Ce que l'église du Carmine a de plus remarquable ne se trouve plus dans l'église : les vantaux d'origine, en bois, avec les images qui résument la façon médiévale de regarder la mort, sont conservés au Palazzo del Vescovado. L'édifice, dédié à la Madonna del Carmelo mais que tout le monde à Melfi appelle le Carmine, n'était du reste qu'une partie d'un ensemble plus vaste, le couvent des carmes, qui occupait une bonne part des bâtiments alentour.
À voir
De ce couvent, il reste surtout la forme des îlots voisins. À deux pas, le palais Severini remonte au XVIe siècle et fut lui aussi couvent des carmes, avant de passer à Decio Severini, professeur aux universités de Pise et de Rome et concepteur d'ouvrages hydrauliques en Italie, en Égypte et en Argentine ; il abrite aujourd'hui une agence d'assurances. Mis bout à bout, l'église et le palais disent la place que l'ordre occupait dans ce quartier.

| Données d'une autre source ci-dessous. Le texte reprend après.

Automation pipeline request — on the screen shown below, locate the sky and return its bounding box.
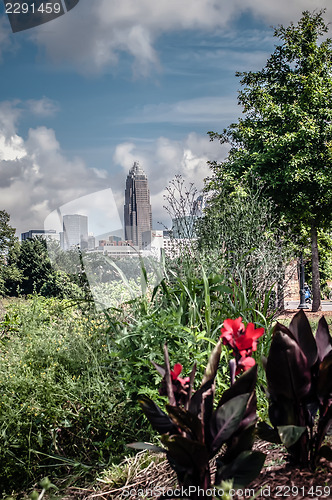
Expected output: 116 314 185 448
0 0 332 238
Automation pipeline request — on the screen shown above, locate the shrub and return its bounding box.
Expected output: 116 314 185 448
0 297 147 492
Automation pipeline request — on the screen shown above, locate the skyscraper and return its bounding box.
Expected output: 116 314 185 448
124 161 152 248
60 214 88 250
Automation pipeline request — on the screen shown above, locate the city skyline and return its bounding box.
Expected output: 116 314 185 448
123 161 152 248
0 0 332 234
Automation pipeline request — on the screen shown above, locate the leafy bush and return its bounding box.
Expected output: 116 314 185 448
130 340 265 500
0 297 147 492
260 310 332 469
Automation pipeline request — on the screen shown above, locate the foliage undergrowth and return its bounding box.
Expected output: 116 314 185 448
0 296 147 493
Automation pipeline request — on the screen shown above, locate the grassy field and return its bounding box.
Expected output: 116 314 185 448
0 276 332 498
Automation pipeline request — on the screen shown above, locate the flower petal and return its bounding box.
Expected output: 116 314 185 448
171 363 182 380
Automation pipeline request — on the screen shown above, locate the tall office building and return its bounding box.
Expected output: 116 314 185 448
124 161 152 248
60 214 88 250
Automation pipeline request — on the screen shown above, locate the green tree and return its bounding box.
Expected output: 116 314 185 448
12 237 54 294
209 11 332 310
0 210 18 295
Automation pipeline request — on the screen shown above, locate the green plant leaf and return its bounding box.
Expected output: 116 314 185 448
216 451 265 489
277 425 306 448
126 442 167 453
210 394 250 455
289 309 317 367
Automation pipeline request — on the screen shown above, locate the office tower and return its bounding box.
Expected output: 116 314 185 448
21 229 60 241
61 214 88 250
124 161 152 248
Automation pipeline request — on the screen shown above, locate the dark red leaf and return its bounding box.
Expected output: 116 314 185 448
218 365 257 408
201 339 222 386
266 323 311 401
316 316 332 361
139 396 179 434
289 309 317 367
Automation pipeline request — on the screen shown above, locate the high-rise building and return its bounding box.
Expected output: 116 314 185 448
124 161 152 249
21 229 60 241
60 214 88 250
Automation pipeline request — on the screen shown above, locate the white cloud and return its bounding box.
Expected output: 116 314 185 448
113 133 228 226
25 0 332 74
26 97 58 117
124 96 241 124
0 102 110 233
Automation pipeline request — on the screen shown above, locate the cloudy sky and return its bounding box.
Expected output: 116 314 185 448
0 0 332 233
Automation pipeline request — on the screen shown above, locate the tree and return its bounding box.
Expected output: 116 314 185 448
209 10 332 311
12 237 54 294
0 210 18 294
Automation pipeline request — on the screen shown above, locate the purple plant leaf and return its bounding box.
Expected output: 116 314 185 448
189 380 214 415
139 396 179 434
210 394 250 455
151 361 166 377
201 339 222 386
161 435 209 474
184 363 196 410
164 344 176 406
266 323 311 402
218 365 257 408
166 405 203 443
289 309 317 368
316 316 332 361
317 351 332 404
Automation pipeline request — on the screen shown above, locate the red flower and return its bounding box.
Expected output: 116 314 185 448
220 317 264 351
220 317 264 375
171 363 190 385
235 356 255 375
220 316 245 348
236 323 264 351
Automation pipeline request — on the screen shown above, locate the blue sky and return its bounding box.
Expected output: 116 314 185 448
0 0 332 232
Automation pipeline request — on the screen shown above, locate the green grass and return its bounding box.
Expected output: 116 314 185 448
0 269 326 495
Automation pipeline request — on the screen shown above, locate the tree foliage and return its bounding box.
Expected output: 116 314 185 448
0 210 18 295
209 11 332 308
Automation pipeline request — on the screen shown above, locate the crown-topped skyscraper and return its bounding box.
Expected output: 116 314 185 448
124 161 152 248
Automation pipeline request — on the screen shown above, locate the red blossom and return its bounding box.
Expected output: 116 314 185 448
235 356 255 375
220 317 264 375
171 363 190 386
220 316 245 348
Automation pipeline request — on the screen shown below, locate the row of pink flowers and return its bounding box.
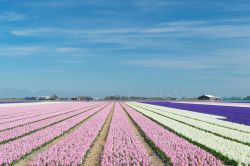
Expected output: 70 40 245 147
123 104 223 166
101 104 150 166
0 103 101 143
29 104 112 166
0 103 105 165
0 102 80 117
0 104 96 131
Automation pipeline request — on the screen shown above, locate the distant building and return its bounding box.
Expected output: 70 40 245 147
37 96 50 100
198 95 220 100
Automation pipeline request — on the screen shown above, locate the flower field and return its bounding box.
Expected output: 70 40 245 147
0 102 250 166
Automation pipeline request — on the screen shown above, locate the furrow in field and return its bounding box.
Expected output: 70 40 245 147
134 102 250 133
81 104 115 166
0 102 95 125
0 103 71 119
121 103 165 166
0 102 99 132
129 104 250 165
124 105 223 166
133 104 250 146
0 102 106 165
26 104 112 166
101 104 150 166
0 103 102 144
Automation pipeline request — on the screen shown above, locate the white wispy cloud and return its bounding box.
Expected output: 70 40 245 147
125 58 216 70
0 12 27 22
0 45 89 57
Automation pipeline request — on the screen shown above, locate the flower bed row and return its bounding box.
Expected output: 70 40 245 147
124 105 222 166
0 102 106 165
0 106 101 144
29 104 112 166
0 104 97 132
101 104 150 166
133 104 250 145
138 103 250 133
129 104 250 165
0 102 80 119
146 102 250 125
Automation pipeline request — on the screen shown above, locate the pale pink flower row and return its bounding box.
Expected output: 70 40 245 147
0 103 100 142
0 102 105 165
0 104 96 131
123 104 223 166
29 104 112 166
101 104 150 166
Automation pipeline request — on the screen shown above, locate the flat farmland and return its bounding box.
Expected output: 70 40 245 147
0 101 250 166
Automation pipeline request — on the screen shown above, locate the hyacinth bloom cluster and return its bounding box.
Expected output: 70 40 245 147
136 104 250 144
138 103 250 133
0 103 105 165
0 104 99 143
0 104 96 131
130 104 250 165
146 102 250 125
101 104 150 166
124 105 222 166
29 104 112 166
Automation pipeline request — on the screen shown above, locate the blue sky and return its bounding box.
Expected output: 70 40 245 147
0 0 250 97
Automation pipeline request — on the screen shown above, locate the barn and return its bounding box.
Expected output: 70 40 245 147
198 95 220 100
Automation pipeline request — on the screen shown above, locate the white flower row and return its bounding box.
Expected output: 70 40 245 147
135 102 250 144
134 103 250 133
128 103 250 165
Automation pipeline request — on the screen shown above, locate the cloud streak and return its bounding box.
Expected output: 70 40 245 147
0 12 27 22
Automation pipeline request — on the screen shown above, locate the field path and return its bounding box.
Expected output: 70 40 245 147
14 104 108 166
121 104 164 166
82 103 115 166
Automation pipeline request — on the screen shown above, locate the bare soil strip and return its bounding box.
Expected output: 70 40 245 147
82 104 115 166
121 102 164 166
13 104 107 166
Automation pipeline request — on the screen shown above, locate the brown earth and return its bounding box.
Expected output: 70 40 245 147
120 102 164 166
14 105 107 166
82 104 115 166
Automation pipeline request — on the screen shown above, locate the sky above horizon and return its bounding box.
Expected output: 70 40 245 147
0 0 250 97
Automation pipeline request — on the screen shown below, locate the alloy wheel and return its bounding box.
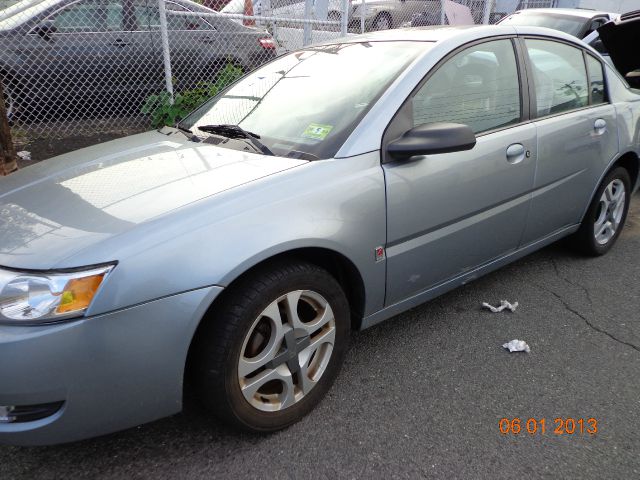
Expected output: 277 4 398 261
593 178 627 245
238 290 336 412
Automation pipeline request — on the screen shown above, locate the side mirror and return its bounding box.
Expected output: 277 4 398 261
33 20 57 40
387 123 476 160
590 38 608 54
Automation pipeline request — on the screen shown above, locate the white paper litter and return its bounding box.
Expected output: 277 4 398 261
502 340 531 353
482 300 518 313
16 150 31 162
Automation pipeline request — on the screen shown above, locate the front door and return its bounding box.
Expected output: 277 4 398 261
383 39 536 305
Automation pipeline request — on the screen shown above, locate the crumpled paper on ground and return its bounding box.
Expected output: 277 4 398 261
482 300 518 313
16 150 31 162
502 340 531 353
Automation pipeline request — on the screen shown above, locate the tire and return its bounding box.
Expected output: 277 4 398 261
193 261 350 432
373 12 393 31
571 167 631 256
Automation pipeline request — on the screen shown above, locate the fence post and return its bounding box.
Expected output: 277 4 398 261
158 0 173 103
482 0 495 25
340 0 350 37
0 78 18 176
302 0 313 47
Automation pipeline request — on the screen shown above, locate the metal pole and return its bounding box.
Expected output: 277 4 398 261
340 0 349 37
482 0 494 25
302 0 313 47
0 78 18 176
158 0 173 103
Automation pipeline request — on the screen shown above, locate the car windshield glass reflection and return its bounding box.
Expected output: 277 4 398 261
181 42 432 159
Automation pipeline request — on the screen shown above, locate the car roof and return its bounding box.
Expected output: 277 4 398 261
514 8 620 19
320 25 580 45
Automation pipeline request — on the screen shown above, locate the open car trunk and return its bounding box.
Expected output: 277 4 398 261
598 10 640 88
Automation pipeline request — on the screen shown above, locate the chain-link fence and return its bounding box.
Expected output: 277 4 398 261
0 0 554 139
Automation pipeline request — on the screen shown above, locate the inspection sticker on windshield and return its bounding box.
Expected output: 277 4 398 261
302 123 333 140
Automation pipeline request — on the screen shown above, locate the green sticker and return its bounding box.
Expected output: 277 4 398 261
302 123 333 140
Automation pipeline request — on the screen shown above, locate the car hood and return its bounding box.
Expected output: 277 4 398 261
598 11 640 76
0 129 307 270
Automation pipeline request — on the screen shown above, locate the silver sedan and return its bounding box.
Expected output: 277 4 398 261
0 26 640 444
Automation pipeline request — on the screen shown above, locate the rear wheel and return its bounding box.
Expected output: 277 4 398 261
573 167 631 256
195 262 350 432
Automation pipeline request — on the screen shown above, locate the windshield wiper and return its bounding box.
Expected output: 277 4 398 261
198 125 275 157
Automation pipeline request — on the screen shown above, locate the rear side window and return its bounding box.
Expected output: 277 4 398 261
411 40 521 133
525 39 589 117
587 55 606 105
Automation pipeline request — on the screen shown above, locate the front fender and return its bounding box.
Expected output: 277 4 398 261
71 152 386 315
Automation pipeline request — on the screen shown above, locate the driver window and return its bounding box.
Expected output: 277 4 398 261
411 40 522 134
49 0 123 33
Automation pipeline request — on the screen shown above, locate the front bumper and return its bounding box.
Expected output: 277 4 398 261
0 287 222 445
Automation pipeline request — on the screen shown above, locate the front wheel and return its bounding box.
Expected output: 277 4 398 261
573 167 631 256
195 262 350 432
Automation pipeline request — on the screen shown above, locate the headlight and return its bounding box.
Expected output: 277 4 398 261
0 265 113 324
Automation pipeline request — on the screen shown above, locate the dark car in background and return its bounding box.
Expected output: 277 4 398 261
0 0 275 119
498 8 618 39
584 10 640 89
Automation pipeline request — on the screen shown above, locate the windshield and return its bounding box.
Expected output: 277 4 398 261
180 41 432 158
500 12 587 37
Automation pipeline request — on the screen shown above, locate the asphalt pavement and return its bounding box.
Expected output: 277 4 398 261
0 195 640 480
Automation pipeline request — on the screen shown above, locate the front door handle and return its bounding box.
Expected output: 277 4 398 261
507 143 531 165
593 118 607 135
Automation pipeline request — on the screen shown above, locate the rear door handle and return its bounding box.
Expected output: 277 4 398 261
593 118 607 135
507 143 531 165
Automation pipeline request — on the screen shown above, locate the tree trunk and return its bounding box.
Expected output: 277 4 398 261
0 78 18 176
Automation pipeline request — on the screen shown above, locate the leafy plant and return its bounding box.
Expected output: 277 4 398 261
141 63 243 128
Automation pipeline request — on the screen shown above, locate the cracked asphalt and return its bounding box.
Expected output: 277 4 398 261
0 195 640 480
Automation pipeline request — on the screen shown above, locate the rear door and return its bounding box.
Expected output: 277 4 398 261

L'église n'est pas une pièce laissée de côté : sa confrérie s'occupe encore des rites de la semaine sainte avec celle de Sant'Anna, qui porte le vendredi saint la Vierge des Douleurs et le Christ mort en procession, suivis de fillettes vêtues de noir tenant les instruments de la Passion. Ce sont les chants, plaintifs et entièrement tournés vers la tragédie du Golgotha, qui restent le plus longtemps en tête.
La visite
Pour voir les vantaux, il faut changer d'édifice et monter au Palazzo del Vescovado, siège du musée diocésain et de la pinacothèque : y sont exposés du mobilier liturgique, des argenteries et des tableaux des XVIIe, XVIIIe et XIXe siècles rassemblés dans les églises du diocèse de Melfi, Rapolla et Venosa. Le palais, normand par son plan et baroque d'aspect après les tremblements de terre, conserve aussi la bibliothèque épiscopale avec plusieurs éditions du XVIe siècle, et possède un jardin ouvert à la visite.
Le conseil de la rédaction
Enchaînez les deux étapes, d'abord le Carmine puis le musée au Vescovado : devant les vantaux, cherchez la manière dont la mort est figurée et comparez-la à ce que vous venez de voir dans une église encore en usage pour la semaine sainte. Si vous passez à Melfi ces jours-là, écoutez les chants de la confrérie : ils valent à eux seuls le détour.